Wednesday, April 29, 2015

No One Will See It Anyway...

I like to consider myself a hard worker and put forth the effort to do my job correctly in every aspect.  Today I learned that most of my team is skating by and not even putting in the time for review just to get numbers.  I alerted my supervisor to this and did not get the response I was expecting.  Maybe that's my issue, I expect too much out of people.  I was raised to have a work ethic and put forth what you want out of job, career, anything really.  I do that, with everything at work I do, I put forth my best effort to make sure the job is correctly done the first time.

I am the senior member of my team so I know wrong when I see it and it's just wrong all the time now. I can't help but feel that my work ethic is not wanted and not noticed.  I still feel the lingering stink of a former co-worker who was, to be perfectly frank, a asshat.  Said asshat liked to see me upset and would do and say anything to make me upset.  When I tried to anonymously vent my frustrations I would get in trouble, because for some dumb reason my supervisor at the time found out.  I know, dumb me.  But instead of talking to the offender, they talked to me, the offendee, repeatedly telling me that I can't vent about it because I'll get in trouble, even though no names were used, not even mine or where I worked, and that I should ignore the harassment.  Where I work there is, supposed to be, a zero tolerance policy against harassment, however my harasser just kept right on harassing and being an asshat.

Thankfully asshat is in another department so they can do asshatty things there far away from me.  I still feel like I have to make up for the 2 year reign of terror that asshat delivered to me.  IT WASN'T MY FAULT...I tried to ignore it and I tried to go through the "proper" channels to deal with it, but I was rebuffed.  I am good at what I do, sure it's not a lot and I want to do a lot more, but I'm good at what I do.  Better than most people, because I have a such a good work ethic.  Sure I make mistakes, everyone does, but I'm not a lazy no good philandering bump on a log.  All these other "workers" aren't half as smart as I am, and this isn't just my opinion, they don't produce the quality of work I do and they aren't dedicated like I am.  And still they squeak by without being talked to about anything.

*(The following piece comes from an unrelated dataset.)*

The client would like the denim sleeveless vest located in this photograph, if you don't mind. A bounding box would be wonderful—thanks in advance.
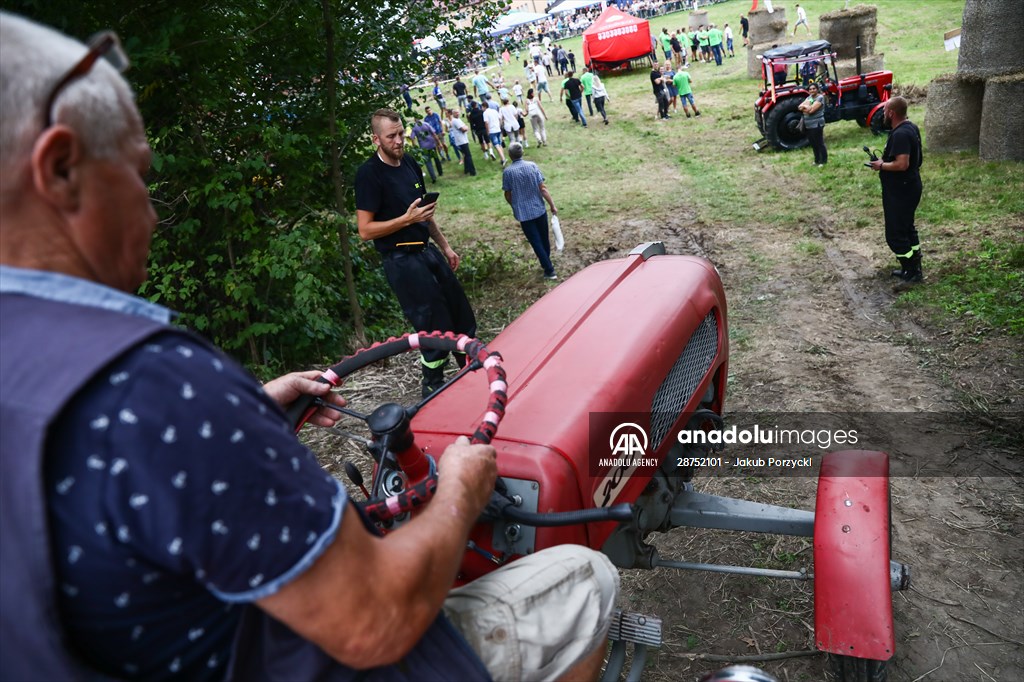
[0,294,490,682]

I guess I'm just tired of being the hard working individual I am, man that sounded conceited, but I digress.  Being rewarded for hard work is hard and not all that rewarding, but I won't let myself reduce my standards to be like everyone else.  I just infuriated at the circumstance and the other jobs I interviewed for turned me down because said hiring supervisor worked with me during the asshat chronicles and probably doesn't want to work with me again.